Automatically routes requests to the optimal model based on task type, prioritizing code, reasoning, simplicity, and normal tasks with fallback and concurren...

Install

openclaw skills install model-routing

Model Routing Skill (Compact)

Automatically route each request to the best model.

Routing rules:

  • Use gpt-5-codex for coding, debugging, build errors, stack traces, logs, repo edits, and implementation tasks.
  • Use gpt-5 for deep reasoning, architecture, large-context analysis, complex planning, and hard diagnosis.
  • Use gpt-4.1-nano for short trivial requests with no code and no deep reasoning.
  • Use gpt-5-mini for everything else.

Priority:

  1. code_heavy
  2. heavy_reasoning
  3. simple
  4. normal

Fallbacks:

  • gpt-5-codex -> gpt-5 -> gpt-5-mini -> gpt-4.1-nano
  • gpt-5 -> gpt-5-mini -> gpt-4.1-nano
  • gpt-5-mini -> gpt-4.1-nano

Retry on:

  • rate limit
  • TPM exceeded
  • timeout
  • temporary unavailable
  • capacity errors

Concurrency:

  • max 2 concurrent requests
  • reduce to 1 for large prompts or repeated TPM failures
  • queue excess work

Respect explicit user overrides and any org/channel/session model locks first. Do not override a forced model. Only auto-route when routing is enabled and no explicit model is set.

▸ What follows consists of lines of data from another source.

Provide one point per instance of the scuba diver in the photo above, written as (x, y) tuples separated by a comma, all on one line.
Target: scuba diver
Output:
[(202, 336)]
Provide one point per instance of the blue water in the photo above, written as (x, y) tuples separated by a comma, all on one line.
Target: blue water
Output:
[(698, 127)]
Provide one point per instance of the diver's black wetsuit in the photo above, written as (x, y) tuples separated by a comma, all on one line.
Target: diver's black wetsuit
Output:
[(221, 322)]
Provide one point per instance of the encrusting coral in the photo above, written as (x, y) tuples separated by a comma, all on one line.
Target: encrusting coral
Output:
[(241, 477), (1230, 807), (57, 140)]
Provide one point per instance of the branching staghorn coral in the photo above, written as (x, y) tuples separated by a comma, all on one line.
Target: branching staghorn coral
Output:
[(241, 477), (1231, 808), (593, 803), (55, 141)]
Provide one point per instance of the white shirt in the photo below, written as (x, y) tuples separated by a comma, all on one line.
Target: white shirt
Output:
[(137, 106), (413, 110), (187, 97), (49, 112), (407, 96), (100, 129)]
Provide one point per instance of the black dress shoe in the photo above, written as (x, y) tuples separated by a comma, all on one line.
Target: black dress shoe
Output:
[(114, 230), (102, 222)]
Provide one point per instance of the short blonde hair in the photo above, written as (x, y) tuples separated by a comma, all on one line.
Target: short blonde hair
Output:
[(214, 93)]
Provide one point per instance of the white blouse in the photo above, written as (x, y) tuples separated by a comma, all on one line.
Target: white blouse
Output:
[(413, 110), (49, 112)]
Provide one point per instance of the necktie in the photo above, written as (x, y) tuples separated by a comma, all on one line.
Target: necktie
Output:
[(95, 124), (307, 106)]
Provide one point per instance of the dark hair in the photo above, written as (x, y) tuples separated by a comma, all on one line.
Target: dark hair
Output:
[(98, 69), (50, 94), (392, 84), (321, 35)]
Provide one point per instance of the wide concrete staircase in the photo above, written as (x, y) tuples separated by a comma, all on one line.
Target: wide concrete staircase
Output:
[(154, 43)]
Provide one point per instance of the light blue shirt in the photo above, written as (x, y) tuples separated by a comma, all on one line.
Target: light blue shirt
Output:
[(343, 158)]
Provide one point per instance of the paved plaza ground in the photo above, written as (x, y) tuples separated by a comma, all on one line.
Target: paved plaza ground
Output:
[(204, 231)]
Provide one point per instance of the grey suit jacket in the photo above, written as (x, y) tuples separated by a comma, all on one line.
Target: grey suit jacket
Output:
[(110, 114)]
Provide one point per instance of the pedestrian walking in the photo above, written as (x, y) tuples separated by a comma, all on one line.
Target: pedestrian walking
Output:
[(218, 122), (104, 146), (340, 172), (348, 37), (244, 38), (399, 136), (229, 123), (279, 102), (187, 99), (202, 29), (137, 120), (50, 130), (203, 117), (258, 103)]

Safety caps (defaults, may be tuned by admin):

  • Max input tokens per class: simple 4k, general 8k, code 12k, heavy 20k
  • Max output tokens per class: simple 400, general 800, code 1200, heavy 1500
  • Per-turn budget ceiling: $0.02 (downgrade on breach)

Telemetry (lightweight): record {taskType, chosenModel, capsApplied} to internal trace; do not expose to users unless they ask.

Fallbacks: never upgrade to a more expensive model on retry; only downgrade tiers.